Sevdiğim az sonra bazı masala ilişik rüyalarını kopyalacağım arkadaşa geçmeden evvel fark ettiklerimi yazmak istiyorum.. Evvel Zamanım kaç defa:”aynı rüyayı göreceğiniz dostlarınız olsun evladım “diye dua etmişti ya hanii..ve bir defasında gittiğim kişinin “aynı rüyayı görmedik. o sizin rüyanız..ben sizin gördüğünüz rüyayı görmedim. şimdi gidin!..bakalım ben sizin gördüğünüzü görecek miyim” deyişi!!.bilmiyorum. sonra nedense hiçbir vakit bana, aynı rüyayı gördüğümüz ,ama o rüyanın ne olduğu açıklanıp bildirilmedi.. sadece, içinde hiçbir şey olan hırkasının içine çocuğu alan ve “seni seviyorum,sen benim her şeyimsin, sana her şeyimi verdim” diyen: “evet ..bu doğru” dedi.. lakin bunlar benim için artık zerre önemli değil .çünkü yolda olan herkes; belli yerlere geldiğinde,  bu tip aynı rüyayı var oluştan beri görebiliyor ki ,herkesin olan şey  asla benim değildir.. kendim için en özel rüyamsa: o ağacın gövdesine ellerimi yasladığımda ,o ağacın köklerindekini seyredip, onun bedeninden yukarıya, göğe yükselen hazzı müşahede etmemdir.. mesela.. aynı rüyayı görmek istediğim- biricik rüyam olan bu- muhteşem seyrin ortağının da yanlız Sen olmasını dilerim..  


HİLALİ GÖRDÜĞÜNDE
HUZURU HIZIR' IDA GÖRÜRSÜN
* İÇİNDE BULUNDUĞUMUZ AY ESKİ TAKVİME GÖRE HIZIR AYI İMİŞ Kİ, BİLİNE, BU ZUHUR NİYE. masalımın şu anki (yazan)en büyük balığının, masalı okuduğundaki hayal maceralarından bir buket: Cancagzim bugün iki imam eşliğinde bembeyaz kıyafetlerle çölde bir pazar yerini geziyorduk.. sen kendi ördüğün renksiz hırkayı üstüne giymiştin.. imamın birisinin adı Hasan’dı.diğerini hatırlayamadım, bize ders veriyordu. denizin dibinde ne kadar mahlukat varsa pazardaydı..biz kokusu kavuna benzeyen bir şey yedik.. neredeyse bütün veliler ordaydı ama seçemedim kim var kim yok.. Allah hayra çıkarsın.. elleri kınalı bir kadın vardı.. üç tane bilezik, üç tanede yüzük gösteriyordu.. derken elindeki alyansı işaret ediyordu..
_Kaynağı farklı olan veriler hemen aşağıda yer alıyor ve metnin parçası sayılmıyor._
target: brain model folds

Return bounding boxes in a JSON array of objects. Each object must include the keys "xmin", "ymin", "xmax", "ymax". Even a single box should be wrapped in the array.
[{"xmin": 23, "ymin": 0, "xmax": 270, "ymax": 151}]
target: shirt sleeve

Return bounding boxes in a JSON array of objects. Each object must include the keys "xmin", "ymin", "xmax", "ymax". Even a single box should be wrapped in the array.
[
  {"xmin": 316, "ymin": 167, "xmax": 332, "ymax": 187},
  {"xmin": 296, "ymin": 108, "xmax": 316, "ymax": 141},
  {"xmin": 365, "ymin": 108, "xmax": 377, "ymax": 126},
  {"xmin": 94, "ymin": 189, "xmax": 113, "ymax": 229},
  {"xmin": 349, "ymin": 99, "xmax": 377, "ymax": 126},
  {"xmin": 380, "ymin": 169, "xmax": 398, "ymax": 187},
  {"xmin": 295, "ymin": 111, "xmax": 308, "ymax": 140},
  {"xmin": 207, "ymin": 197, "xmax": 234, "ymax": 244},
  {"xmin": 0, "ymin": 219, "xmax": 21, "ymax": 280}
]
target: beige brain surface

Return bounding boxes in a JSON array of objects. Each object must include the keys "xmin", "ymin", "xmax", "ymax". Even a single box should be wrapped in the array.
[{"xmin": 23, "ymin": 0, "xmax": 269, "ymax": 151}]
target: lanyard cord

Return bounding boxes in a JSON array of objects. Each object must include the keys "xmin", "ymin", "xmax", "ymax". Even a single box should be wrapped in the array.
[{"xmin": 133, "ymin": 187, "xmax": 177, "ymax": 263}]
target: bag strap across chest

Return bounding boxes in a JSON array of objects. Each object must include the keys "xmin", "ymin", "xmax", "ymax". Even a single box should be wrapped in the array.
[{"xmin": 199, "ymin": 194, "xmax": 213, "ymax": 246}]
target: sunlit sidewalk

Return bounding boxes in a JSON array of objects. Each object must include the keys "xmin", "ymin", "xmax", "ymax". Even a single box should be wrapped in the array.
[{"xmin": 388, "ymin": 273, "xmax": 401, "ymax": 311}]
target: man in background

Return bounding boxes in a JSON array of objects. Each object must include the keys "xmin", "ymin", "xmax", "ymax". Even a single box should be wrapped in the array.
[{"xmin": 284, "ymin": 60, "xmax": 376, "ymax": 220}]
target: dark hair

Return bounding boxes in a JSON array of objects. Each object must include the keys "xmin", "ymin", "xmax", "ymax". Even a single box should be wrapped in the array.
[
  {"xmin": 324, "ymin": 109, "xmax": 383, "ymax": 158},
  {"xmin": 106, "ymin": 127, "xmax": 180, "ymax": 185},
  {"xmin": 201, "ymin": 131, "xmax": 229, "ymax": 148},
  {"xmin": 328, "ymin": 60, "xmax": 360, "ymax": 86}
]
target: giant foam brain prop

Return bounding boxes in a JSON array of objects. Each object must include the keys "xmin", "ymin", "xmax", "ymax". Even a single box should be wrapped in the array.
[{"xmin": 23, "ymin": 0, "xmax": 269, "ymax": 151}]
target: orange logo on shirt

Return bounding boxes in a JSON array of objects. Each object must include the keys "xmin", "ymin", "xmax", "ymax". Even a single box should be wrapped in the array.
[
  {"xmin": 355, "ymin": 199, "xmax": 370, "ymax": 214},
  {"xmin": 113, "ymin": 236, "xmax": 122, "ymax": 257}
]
…Okyanusun kenarında Hızır sudan habire birşey çıkarıyordu.. yukarıda insanlar sürü halinde muhteşem zevk sefa içindeydiler.. iki dünya arasında dolaşıyordum.. yer yer tablo ve heykeller vardı.. denizin kenarına geldim. Hızır,elini suyun içine saldı bir tas çıkarttı..  nefesiyle üfledi yemyeşil elmas oldu bana verdi,su damlası şeklinde bir yüzük ve küpeye dönüştü. sonra sen geldin.. büyük, kocaman kırmızı yakuttan bir taşı da sana verirken : “yakut senin, sen al” dedi
perşembe akşamı anlatıyor..Mekke’den sonra Bağdat’a gittik mağara benzeri bir çilehane, bir mübarek vardı Geylani hz….. .. masalın çocukları toplandığında ne yapacaksın?.içimdeki ses dikkat etmeni söylüyor!
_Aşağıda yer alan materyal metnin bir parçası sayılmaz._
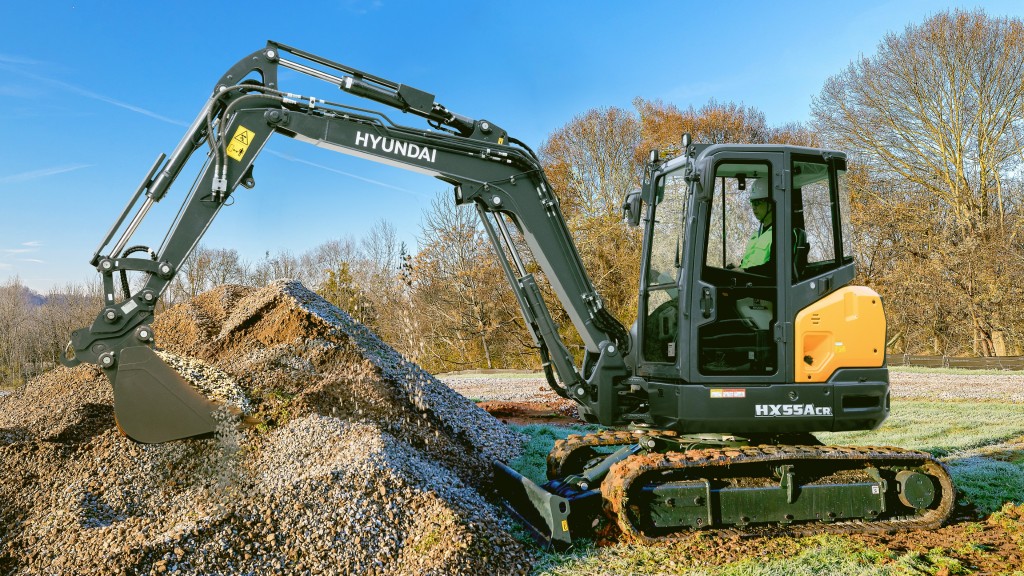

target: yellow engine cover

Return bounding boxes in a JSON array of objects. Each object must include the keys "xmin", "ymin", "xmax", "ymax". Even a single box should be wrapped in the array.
[{"xmin": 794, "ymin": 286, "xmax": 886, "ymax": 382}]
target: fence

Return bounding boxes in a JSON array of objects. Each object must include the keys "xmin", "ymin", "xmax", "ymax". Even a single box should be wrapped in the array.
[{"xmin": 898, "ymin": 355, "xmax": 1024, "ymax": 371}]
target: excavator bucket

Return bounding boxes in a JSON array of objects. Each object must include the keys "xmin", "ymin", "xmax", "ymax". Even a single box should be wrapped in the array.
[{"xmin": 110, "ymin": 346, "xmax": 220, "ymax": 443}]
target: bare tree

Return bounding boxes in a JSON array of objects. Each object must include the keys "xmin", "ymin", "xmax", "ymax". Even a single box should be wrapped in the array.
[
  {"xmin": 31, "ymin": 281, "xmax": 104, "ymax": 369},
  {"xmin": 359, "ymin": 220, "xmax": 415, "ymax": 351},
  {"xmin": 814, "ymin": 9, "xmax": 1024, "ymax": 355},
  {"xmin": 635, "ymin": 98, "xmax": 772, "ymax": 158},
  {"xmin": 204, "ymin": 248, "xmax": 250, "ymax": 286},
  {"xmin": 364, "ymin": 223, "xmax": 401, "ymax": 291},
  {"xmin": 0, "ymin": 278, "xmax": 32, "ymax": 386},
  {"xmin": 540, "ymin": 106, "xmax": 642, "ymax": 219},
  {"xmin": 410, "ymin": 193, "xmax": 522, "ymax": 371},
  {"xmin": 0, "ymin": 278, "xmax": 103, "ymax": 385},
  {"xmin": 251, "ymin": 249, "xmax": 304, "ymax": 286},
  {"xmin": 300, "ymin": 238, "xmax": 361, "ymax": 290},
  {"xmin": 539, "ymin": 106, "xmax": 644, "ymax": 350}
]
30 ocak Perşembe..rüyamda Mekke'deyim.bir evden çıkıp bir dikdörtgen küçük başka bir eve giriyoruz.namaz kılmak istiyorum.arka tarafımdaki kadınlar ve benim tarafımdaki kadınlar dörderden iki saf halinde ama, birbirlerimize sırtımızı vererek saf durup( doğu -batı) kıblelerine  dönüyoruz(yani 4 önde 4 arkada 8 kadın sola,4 önde 4 arka safta 8 kadın sağ yöne doğru tam 16 kişiyiz.namaz kılan gidiyor ve yerine başkası geliyor).ben itiraz ediyorum.arkamızdaki zıt safdaki kadın bana dönerek diyor ki"burada (*doğu-batı misali) her iki yöne de namaz kılınabilir".ben Suudi yönetimle sesli kavga ediyorum ki, oradaki hiç kimse bana kızmıyor" sabah dudağımda uçukla uyandım.düşündüm ,acaba korkutucu bir şey mi gördüm.hayır !! karanlık ,ıssız,ıslak bir mekandı.. sadece  uyumadan evvel, belki sezgisel, bir anlık jaguar görmüş ama öyle bir şey olmadığına kendimi inandırmıştım(bugün jaugarın etkisiyle, bir aydır bakıp okumadığım faceden maya şamanizmine tıklayıp okudum! jaguarı anlatan tv sohbetini bile ilk defa dinledim.o bir maya dervişi ve şamandı. Harfleri de canlıydı).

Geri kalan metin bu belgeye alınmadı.